7. Please, No More Redundant Tools

Do not reinvent the wheel. If there is a tool out there that you can use, take the time to learn how to use it instead of writing another one. We really don't need to be overwhelmed with tools. Seriously, how many alignment algorithms do we need? 10? 50? 200?

8. Be Relevant

Be relevant by continuing your education. You have chosen a field where the technology changes quickly. You too should be able to adapt to those changes and stay relevant.

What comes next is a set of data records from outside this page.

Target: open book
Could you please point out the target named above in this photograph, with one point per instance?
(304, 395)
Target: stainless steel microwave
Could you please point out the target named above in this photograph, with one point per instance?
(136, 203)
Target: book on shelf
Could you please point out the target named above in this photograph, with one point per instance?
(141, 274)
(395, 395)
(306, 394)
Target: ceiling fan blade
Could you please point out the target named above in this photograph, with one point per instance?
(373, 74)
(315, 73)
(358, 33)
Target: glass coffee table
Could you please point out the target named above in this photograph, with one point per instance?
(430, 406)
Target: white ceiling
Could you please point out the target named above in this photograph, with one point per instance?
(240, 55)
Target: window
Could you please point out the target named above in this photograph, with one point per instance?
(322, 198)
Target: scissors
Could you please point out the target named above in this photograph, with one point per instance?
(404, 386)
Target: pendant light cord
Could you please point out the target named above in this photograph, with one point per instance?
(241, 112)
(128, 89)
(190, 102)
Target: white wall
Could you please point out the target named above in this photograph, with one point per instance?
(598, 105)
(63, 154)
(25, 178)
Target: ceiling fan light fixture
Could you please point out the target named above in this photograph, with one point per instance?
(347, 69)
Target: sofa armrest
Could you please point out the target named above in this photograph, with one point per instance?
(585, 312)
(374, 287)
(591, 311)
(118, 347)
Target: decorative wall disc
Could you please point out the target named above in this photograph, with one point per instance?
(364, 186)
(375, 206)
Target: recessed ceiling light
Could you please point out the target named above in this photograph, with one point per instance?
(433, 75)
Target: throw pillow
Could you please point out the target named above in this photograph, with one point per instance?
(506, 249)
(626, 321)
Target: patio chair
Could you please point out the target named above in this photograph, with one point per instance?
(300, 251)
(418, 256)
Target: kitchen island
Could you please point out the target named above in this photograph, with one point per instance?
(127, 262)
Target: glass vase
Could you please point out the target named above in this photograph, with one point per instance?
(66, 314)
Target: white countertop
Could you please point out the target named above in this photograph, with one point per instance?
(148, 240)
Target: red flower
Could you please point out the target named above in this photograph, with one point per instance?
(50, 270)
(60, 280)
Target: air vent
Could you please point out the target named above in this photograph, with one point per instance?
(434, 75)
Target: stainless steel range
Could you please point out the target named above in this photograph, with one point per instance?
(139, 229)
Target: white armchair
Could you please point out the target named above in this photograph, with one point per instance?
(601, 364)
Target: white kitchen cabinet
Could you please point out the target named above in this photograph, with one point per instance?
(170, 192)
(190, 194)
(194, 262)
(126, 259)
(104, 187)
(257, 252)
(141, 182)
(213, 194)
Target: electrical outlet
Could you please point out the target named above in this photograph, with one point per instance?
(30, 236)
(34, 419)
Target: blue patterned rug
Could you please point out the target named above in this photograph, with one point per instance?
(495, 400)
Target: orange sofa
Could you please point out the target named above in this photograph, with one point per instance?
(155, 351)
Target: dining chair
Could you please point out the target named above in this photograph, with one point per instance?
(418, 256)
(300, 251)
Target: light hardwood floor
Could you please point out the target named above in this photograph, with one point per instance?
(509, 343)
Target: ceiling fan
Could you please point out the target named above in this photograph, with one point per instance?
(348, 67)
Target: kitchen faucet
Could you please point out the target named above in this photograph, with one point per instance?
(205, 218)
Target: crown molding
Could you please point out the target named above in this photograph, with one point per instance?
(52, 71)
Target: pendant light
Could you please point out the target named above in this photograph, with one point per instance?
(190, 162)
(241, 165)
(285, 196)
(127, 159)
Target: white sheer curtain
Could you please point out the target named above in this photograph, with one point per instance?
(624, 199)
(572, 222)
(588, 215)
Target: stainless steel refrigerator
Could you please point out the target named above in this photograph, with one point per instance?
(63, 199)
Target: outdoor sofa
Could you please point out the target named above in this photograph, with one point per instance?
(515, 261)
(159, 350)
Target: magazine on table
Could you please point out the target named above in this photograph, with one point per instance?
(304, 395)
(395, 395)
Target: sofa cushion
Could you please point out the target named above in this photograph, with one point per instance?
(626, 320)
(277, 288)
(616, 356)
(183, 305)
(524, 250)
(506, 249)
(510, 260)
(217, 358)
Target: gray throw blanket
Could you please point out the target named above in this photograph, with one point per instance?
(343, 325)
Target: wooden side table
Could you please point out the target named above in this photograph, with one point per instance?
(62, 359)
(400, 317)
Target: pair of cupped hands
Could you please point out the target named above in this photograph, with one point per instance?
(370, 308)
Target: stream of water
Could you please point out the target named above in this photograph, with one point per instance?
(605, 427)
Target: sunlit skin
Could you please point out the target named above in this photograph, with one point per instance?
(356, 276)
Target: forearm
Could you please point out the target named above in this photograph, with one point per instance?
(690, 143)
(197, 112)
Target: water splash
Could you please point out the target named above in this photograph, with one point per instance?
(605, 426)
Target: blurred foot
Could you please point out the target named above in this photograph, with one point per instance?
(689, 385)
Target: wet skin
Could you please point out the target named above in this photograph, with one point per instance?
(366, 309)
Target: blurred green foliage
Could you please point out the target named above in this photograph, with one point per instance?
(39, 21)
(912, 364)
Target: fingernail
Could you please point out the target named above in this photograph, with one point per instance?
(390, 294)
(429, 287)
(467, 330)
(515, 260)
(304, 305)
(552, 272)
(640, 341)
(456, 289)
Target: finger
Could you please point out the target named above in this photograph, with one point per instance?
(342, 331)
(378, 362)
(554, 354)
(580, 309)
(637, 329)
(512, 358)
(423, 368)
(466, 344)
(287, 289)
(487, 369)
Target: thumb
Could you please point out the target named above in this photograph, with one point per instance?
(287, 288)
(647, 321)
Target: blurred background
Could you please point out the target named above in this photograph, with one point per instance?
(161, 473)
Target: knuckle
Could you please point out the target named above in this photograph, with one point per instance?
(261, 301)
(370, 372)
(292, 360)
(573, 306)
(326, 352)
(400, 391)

9. Take Time to Think About How to Communicate

Most likely you are reporting your analyses and results back to someone else. Take a bit of time to think about how to best explain and describe what you are doing. And remember who your audience is so that you can communicate to their understanding.

10. Keep It Fun

Remember, your job is fun! I strongly believe that the most successful careers are the ones that you ENJOY and I hope you got into this field because you like data, computers and biology. There is no shame in taking some time to give yourself an air high-five.

Your BLAST completed after a week of anticipation - high five!
You changed all 'chr1' to '1' before making that rookie mistake (it gets us all) - high five! 
You gave a great explanation of mapping (my husband thinks all I do is map things) - high five!
You just made the most complicated looking data into a great visual - high stinking five! 

Relish in all the victories no matter how small.